С этими словами я отвернула одеяло и одним движением свободной левой руки содрала с плеча свою тоненькую ночную рубашку, обнажив при этом полностью левую грудь с уже торчащим и, кажется, даже дрожащим от возбуждения соском, а правой рукой я положила на нее его послушную от изумления ладонь. От этого прикосновения меня точно пронзило током от груди до пятки, бедра мои непроизвольно напряглись, и я почувствовала, что еще одно совсем крошечное усилие и… Я слегка расслабила бедра в надежде, что произойдет еще хоть что-то, хоть одно движение, от которого по всему телу как по бикфордову шнуру пробежит стремительный огонь и взорвет последним наслаждением уже готовую, пульсирующую, начиненную болью и желанием бомбу. И он сделал это движение. Прокашляв внезапно застрявший в горле комок, он сказал:
— Да… Возможно, и сердце… — И робко, как бы в подтверждение этих слов, сдавил грудь своей огромной раскалившейся лапищей.

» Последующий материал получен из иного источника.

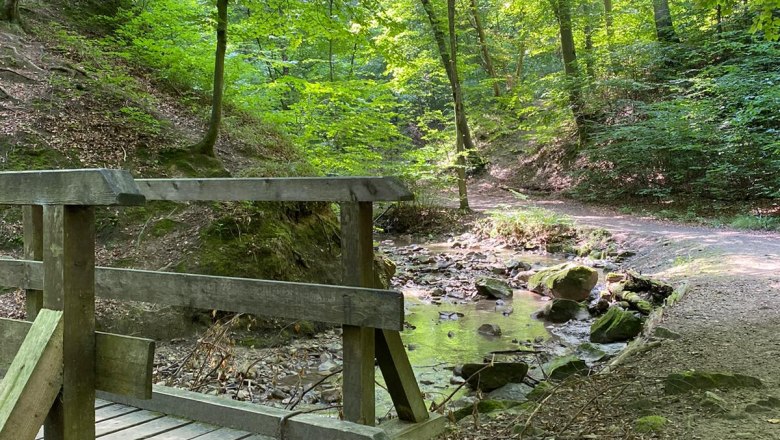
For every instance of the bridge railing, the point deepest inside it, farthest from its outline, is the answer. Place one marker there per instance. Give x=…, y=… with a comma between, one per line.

Я снова сжала и снова отпустила бедра, не пуская побежавший огонь совсем туда, вниз, к бомбе. Я, наглая, надеялась, что будет еще что-то, что будет продолжение.
— Да, доктор, сердце… Очень… Послушайте… — бессвязно пролепетала я и, схватив его свободной левой рукой за лацканы халата, потянула его голову к груди.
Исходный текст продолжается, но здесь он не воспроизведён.